Now let's implement the complete continuous batching system:

In [None]:
class ContinuousBatchingEngine:
    """
    Advanced continuous batching engine implementing vLLM-style optimizations
    
    Educational Focus:
    This implementation demonstrates the key algorithms behind modern
    high-throughput LLM inference systems used in production.
    """
    
    def __init__(self, 
                 max_batch_size: int = 32,
                 max_sequence_length: int = 2048,
                 block_size: int = 16,
                 total_blocks: int = 1000):
        
        self.max_batch_size = max_batch_size
        self.max_sequence_length = max_sequence_length
        
        # Memory management
        self.memory_manager = PagedAttentionManager(total_blocks, block_size)
        
        # Request management
        self.request_queue = queue.Queue()
        self.active_requests: Dict[str, InferenceRequest] = {}
        self.completed_requests: List[InferenceRequest] = []
        
        # Processing control
        self.is_running = False
        self.processing_thread: Optional[threading.Thread] = None
        
        # Performance tracking
        self.stats = {
            'total_requests': 0,
            'completed_requests': 0,
            'total_tokens_generated': 0,
            'processing_steps': 0,
            'avg_batch_size': 0,
            'throughput_history': [],
            'latency_history': [],
            'gpu_utilization_history': []
        }
        
        # Thread safety
        self.lock = threading.Lock()
    
    def add_request(self, request: InferenceRequest) -> bool:
        """Add a new inference request to the queue"""
        try:
            self.request_queue.put_nowait(request)
            with self.lock:
                self.stats['total_requests'] += 1
            return True
        except queue.Full:
            return False
    
    def start_processing(self):
        """Start the continuous processing loop"""
        if self.is_running:
            return
        
        self.is_running = True
        self.processing_thread = threading.Thread(target=self._processing_loop, daemon=True)
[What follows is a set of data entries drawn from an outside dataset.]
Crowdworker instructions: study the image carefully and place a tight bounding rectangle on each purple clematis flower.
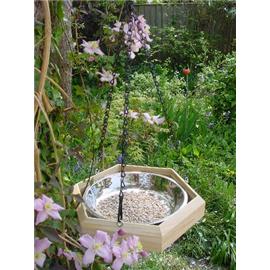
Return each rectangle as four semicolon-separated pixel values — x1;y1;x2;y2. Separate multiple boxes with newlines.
127;235;142;262
79;231;113;265
112;240;134;270
110;229;126;248
112;21;122;32
143;113;154;125
34;194;64;225
153;115;165;125
81;40;104;56
35;238;52;267
57;248;82;270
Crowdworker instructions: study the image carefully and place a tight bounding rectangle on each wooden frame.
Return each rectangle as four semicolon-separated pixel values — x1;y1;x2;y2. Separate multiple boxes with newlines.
73;165;205;251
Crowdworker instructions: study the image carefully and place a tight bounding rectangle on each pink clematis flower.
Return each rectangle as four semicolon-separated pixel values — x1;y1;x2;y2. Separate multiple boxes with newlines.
112;21;122;32
153;115;165;125
143;113;154;125
35;238;52;267
81;40;104;56
127;235;148;262
79;231;113;265
110;229;126;248
34;194;64;225
97;68;118;86
112;240;134;270
57;248;82;270
129;111;140;119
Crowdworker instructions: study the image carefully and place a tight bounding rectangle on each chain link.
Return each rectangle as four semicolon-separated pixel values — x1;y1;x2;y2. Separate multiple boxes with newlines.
82;73;116;194
148;60;173;136
117;80;129;227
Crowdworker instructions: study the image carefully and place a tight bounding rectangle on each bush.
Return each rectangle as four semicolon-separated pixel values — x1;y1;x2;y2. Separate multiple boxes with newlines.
196;53;236;123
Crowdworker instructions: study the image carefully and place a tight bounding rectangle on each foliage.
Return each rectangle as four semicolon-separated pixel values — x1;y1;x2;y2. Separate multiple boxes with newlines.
196;53;236;123
35;1;235;270
147;26;210;70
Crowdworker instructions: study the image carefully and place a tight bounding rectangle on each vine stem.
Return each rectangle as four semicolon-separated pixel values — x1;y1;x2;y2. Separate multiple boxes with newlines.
34;94;66;229
34;0;52;114
58;234;83;251
35;67;75;107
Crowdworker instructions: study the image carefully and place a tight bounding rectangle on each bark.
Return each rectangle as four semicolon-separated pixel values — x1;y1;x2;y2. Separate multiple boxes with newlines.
57;0;73;107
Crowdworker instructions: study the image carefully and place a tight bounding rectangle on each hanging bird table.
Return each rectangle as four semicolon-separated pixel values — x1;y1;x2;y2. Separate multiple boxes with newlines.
73;3;205;251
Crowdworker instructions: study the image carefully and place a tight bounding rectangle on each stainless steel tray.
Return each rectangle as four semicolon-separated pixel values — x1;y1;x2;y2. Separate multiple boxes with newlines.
83;171;188;224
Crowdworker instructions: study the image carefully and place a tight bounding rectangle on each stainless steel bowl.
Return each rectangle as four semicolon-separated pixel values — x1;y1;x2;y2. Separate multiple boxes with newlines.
83;171;188;224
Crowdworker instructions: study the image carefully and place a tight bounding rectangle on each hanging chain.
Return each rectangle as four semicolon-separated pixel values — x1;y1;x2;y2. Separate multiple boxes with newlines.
82;73;116;194
148;61;173;136
117;77;129;227
117;1;136;227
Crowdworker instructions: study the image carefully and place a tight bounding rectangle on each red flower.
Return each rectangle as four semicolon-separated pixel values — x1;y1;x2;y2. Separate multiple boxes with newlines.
183;67;190;76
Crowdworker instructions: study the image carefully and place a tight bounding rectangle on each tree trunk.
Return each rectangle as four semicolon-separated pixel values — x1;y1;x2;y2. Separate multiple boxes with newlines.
57;0;73;107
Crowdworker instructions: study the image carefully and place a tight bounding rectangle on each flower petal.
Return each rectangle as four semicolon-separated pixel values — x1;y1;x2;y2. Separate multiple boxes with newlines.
95;231;110;244
94;48;104;55
48;210;62;220
42;194;53;204
34;199;44;212
52;203;65;211
35;237;52;252
112;258;124;270
97;245;113;263
36;211;48;225
79;234;95;248
123;253;134;265
83;249;96;265
35;252;46;267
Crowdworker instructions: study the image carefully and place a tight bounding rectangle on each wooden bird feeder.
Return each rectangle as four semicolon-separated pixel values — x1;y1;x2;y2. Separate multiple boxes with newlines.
73;165;205;252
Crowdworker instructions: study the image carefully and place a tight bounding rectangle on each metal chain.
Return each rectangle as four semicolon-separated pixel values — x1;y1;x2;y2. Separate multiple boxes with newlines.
117;78;129;227
148;60;173;136
82;73;116;194
117;1;136;227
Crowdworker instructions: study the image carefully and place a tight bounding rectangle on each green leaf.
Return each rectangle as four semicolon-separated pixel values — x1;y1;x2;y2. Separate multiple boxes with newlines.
40;227;63;243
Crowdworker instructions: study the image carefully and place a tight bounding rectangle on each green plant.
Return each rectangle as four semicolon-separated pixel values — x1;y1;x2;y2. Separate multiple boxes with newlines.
196;53;236;123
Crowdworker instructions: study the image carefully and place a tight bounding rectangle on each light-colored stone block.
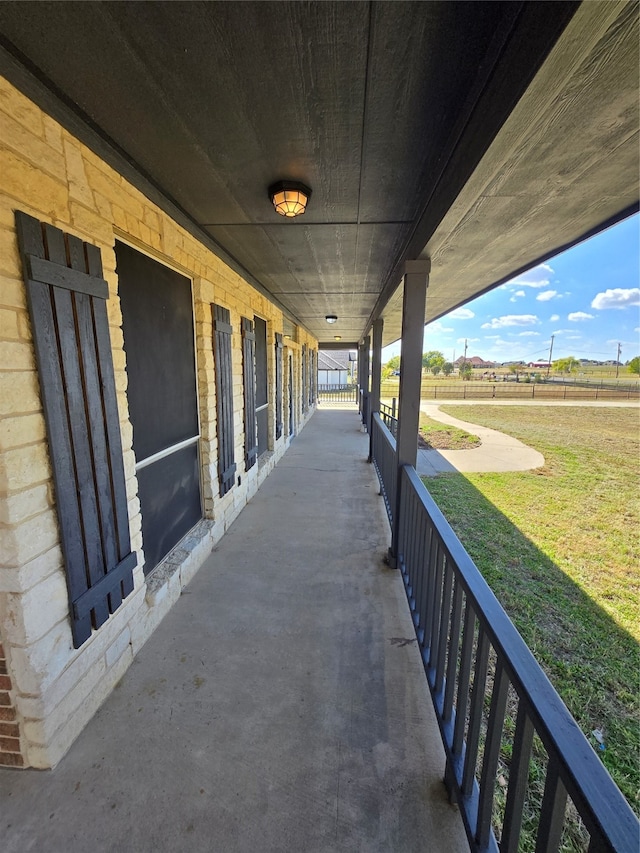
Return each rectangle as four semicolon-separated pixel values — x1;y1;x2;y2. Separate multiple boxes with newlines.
3;572;69;646
104;628;133;669
0;148;69;225
0;370;42;417
0;483;49;524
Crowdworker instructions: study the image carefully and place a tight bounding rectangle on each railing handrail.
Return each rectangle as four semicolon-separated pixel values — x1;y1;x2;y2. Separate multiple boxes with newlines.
401;465;638;851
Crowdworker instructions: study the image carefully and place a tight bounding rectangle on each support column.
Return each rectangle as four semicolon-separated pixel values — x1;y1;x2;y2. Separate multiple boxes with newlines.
367;318;384;462
360;336;371;430
389;258;431;568
358;344;363;415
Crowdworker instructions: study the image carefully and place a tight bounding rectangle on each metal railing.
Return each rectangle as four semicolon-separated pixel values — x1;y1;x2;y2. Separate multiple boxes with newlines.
372;440;639;853
318;385;358;403
371;412;398;524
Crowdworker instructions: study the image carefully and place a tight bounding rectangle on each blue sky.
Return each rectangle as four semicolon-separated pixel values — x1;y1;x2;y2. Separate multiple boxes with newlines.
383;215;640;363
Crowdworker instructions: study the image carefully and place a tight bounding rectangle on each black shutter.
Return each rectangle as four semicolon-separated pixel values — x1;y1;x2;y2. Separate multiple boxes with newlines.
16;211;137;648
309;350;316;406
276;332;282;441
242;317;258;471
213;305;236;497
302;344;309;413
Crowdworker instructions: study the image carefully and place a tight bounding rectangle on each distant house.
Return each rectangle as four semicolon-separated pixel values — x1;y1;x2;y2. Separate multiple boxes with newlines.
318;350;356;386
454;355;496;370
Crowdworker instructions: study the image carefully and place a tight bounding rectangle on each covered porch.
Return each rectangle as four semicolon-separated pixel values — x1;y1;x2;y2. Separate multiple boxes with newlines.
0;407;468;853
        self.processing_thread.start()
        
        print(f"🚀 Continuous batching engine started")
        print(f"   Max batch size: {self.max_batch_size}")
        print(f"   Total memory blocks: {self.memory_manager.total_blocks}")
    
    def stop_processing(self):
        """Stop the processing loop"""
        self.is_running = False
        if self.processing_thread:
            self.processing_thread.join(timeout=5.0)
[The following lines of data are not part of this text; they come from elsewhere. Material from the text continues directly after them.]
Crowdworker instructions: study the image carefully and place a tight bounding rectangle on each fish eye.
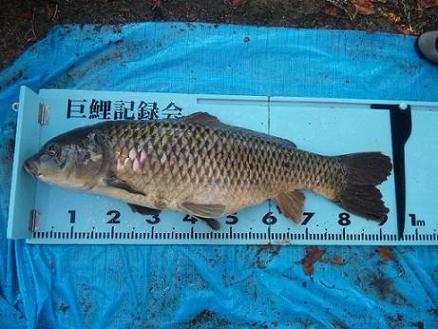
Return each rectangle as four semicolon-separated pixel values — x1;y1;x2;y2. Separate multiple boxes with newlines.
47;144;58;156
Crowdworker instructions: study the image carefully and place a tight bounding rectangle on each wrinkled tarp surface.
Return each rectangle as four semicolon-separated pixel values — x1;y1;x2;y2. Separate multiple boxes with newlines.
0;23;438;328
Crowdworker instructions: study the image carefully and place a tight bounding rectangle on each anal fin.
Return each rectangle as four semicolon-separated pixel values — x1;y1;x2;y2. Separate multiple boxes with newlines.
273;190;305;224
105;177;146;195
180;202;225;218
128;203;161;216
194;216;221;231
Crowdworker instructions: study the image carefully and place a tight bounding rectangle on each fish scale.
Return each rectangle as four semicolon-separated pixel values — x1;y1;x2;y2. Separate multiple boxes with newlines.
102;117;338;215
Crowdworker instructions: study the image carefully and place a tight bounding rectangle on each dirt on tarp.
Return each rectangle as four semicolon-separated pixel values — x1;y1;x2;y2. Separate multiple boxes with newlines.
0;0;438;69
299;247;344;277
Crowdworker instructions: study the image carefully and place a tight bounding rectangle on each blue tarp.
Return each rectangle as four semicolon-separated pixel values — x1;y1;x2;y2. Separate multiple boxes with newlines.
0;23;438;328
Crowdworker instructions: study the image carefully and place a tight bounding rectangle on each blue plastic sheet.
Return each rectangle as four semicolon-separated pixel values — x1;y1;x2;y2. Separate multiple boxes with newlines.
0;23;438;328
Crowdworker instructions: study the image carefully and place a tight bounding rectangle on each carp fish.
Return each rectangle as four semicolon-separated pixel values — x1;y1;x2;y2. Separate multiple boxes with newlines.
24;112;392;229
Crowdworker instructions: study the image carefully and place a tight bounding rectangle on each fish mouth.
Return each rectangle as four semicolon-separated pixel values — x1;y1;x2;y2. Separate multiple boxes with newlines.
23;160;40;177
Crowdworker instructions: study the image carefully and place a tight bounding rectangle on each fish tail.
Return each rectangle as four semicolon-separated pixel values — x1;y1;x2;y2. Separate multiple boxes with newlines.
333;152;392;221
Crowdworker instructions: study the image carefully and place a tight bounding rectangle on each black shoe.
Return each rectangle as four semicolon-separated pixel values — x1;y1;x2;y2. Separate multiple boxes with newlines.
416;31;438;64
        print("⏹️ Continuous batching engine stopped")
    
    def _processing_loop(self):
        """Main continuous processing loop"""
        
        print("🔄 Starting continuous processing loop...")
        
        while self.is_running:
            step_start_time = time.time()
            
            # 1. Add new requests to active batch
            self._admit_new_requests()
            
            # 2. Process current batch (if any active requests)
            if self.active_requests:
                self._process_active_batch()
            
            # 3. Remove completed requests
            self._remove_completed_requests()
            
            # 4. Update statistics
            self._update_statistics(step_start_time)
            
            # Small delay to prevent busy waiting
            time.sleep(0.001)  # 1ms
        
        print("🏁 Processing loop completed")
    
    def _admit_new_requests(self):
        """Admit new requests up to batch capacity"""
        
        while (len(self.active_requests) < self.max_batch_size and 
               not self.request_queue.empty()):
            
            try:
                request = self.request_queue.get_nowait()
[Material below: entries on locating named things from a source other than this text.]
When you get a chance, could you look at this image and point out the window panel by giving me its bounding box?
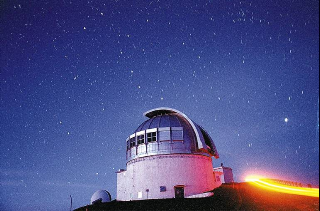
[159,131,170,141]
[138,135,144,144]
[147,132,157,143]
[172,130,183,141]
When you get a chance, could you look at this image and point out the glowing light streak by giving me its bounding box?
[246,176,319,197]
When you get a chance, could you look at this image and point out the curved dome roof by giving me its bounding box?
[90,190,111,204]
[127,107,219,161]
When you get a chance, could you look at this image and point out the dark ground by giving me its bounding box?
[76,183,319,211]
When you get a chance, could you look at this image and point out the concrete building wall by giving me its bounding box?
[117,154,221,201]
[213,166,234,183]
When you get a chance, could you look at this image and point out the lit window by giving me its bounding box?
[159,131,171,141]
[172,130,183,141]
[130,137,136,147]
[160,186,167,192]
[147,132,157,143]
[138,135,144,144]
[127,139,130,150]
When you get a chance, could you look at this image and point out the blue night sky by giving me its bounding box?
[0,0,319,210]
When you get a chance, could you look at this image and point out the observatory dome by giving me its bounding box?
[90,190,111,204]
[127,108,219,161]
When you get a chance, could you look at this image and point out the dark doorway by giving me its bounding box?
[174,185,184,199]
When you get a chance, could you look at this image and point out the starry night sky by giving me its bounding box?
[0,0,319,210]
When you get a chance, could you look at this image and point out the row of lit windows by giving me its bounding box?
[127,130,183,150]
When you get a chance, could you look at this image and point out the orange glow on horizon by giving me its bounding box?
[245,175,319,197]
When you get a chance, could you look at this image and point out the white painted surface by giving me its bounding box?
[117,154,221,201]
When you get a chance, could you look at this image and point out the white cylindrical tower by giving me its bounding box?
[117,108,220,201]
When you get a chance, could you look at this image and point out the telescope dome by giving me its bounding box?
[127,108,219,161]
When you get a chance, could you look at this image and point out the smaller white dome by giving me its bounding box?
[90,190,111,204]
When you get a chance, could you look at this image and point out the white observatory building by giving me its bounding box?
[117,108,221,201]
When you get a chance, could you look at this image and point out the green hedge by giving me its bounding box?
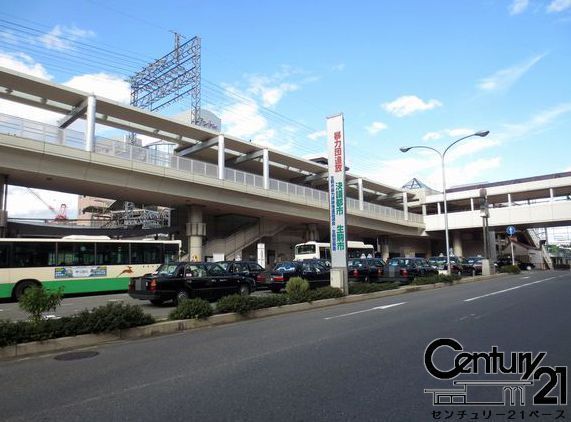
[286,277,309,303]
[411,274,462,286]
[499,265,521,274]
[349,281,400,295]
[0,303,155,347]
[169,298,213,320]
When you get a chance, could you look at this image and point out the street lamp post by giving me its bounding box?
[400,130,490,275]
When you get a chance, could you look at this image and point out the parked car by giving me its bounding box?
[383,257,438,284]
[128,262,255,305]
[494,256,535,271]
[347,258,384,283]
[217,261,270,289]
[462,256,484,276]
[428,256,463,275]
[269,259,331,293]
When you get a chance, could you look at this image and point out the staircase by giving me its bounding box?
[527,229,553,270]
[204,218,287,260]
[541,245,553,270]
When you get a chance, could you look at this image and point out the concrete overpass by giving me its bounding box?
[0,69,428,262]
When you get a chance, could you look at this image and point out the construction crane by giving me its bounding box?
[26,188,67,221]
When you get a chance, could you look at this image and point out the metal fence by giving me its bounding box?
[0,114,423,223]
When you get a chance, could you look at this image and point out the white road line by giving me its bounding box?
[464,276,561,302]
[323,302,406,320]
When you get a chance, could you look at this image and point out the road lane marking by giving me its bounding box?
[323,302,406,320]
[464,276,561,302]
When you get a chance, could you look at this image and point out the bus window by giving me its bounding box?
[0,243,10,268]
[95,243,129,265]
[131,243,163,264]
[57,242,95,265]
[13,242,55,267]
[161,243,178,262]
[74,243,95,265]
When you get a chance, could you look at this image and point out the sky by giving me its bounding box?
[0,0,571,218]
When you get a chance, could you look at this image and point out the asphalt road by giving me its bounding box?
[0,271,571,422]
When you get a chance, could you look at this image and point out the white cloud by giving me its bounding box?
[64,73,131,104]
[307,130,327,141]
[365,122,388,135]
[248,71,299,107]
[382,95,442,117]
[38,25,95,51]
[0,52,53,80]
[509,0,529,15]
[422,128,475,141]
[478,54,545,92]
[547,0,571,13]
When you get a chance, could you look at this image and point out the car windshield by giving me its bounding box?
[153,264,178,275]
[216,262,230,271]
[272,262,295,272]
[347,259,365,267]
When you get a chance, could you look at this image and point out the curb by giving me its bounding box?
[0,274,510,360]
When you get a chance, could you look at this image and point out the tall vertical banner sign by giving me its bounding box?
[327,114,347,269]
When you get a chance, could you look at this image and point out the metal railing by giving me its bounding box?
[0,114,424,223]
            except queue.Empty:
                break
            
            # Estimate initial tokens (prompt processing)
            initial_tokens = len(request.prompt.split())  # Simplified tokenization
            
            # Try to allocate memory
            if self.memory_manager.allocate_sequence(request.request_id, 
                                                   initial_tokens + request.max_tokens):
                # Successfully allocated, add to active batch
                request.start_time = time.time()
                self.active_requests[request.request_id] = request
            else:
                # Out of memory, put back in queue
                self.request_queue.put(request)
                break  # No point trying more requests
    
    def _process_active_batch(self):
        """Process one step of the active batch"""
        
        # Simulate model forward pass for active requests
        # In practice, this would be actual transformer computation
        
        processing_start = time.time()
        
        # Simulate different processing times based on batch size
        batch_size = len(self.active_requests)
        base_time = 0.005  # 5ms base time
        batch_overhead = batch_size * 0.0005  # 0.5ms per request
        processing_time = base_time + batch_overhead
        
        time.sleep(processing_time)
        
        # Update each request in the batch
        for request in list(self.active_requests.values()):
            # Generate one token (simplified)
            new_token = random.randint(0, 1000)  # Dummy token
            request.generated_tokens.append(new_token)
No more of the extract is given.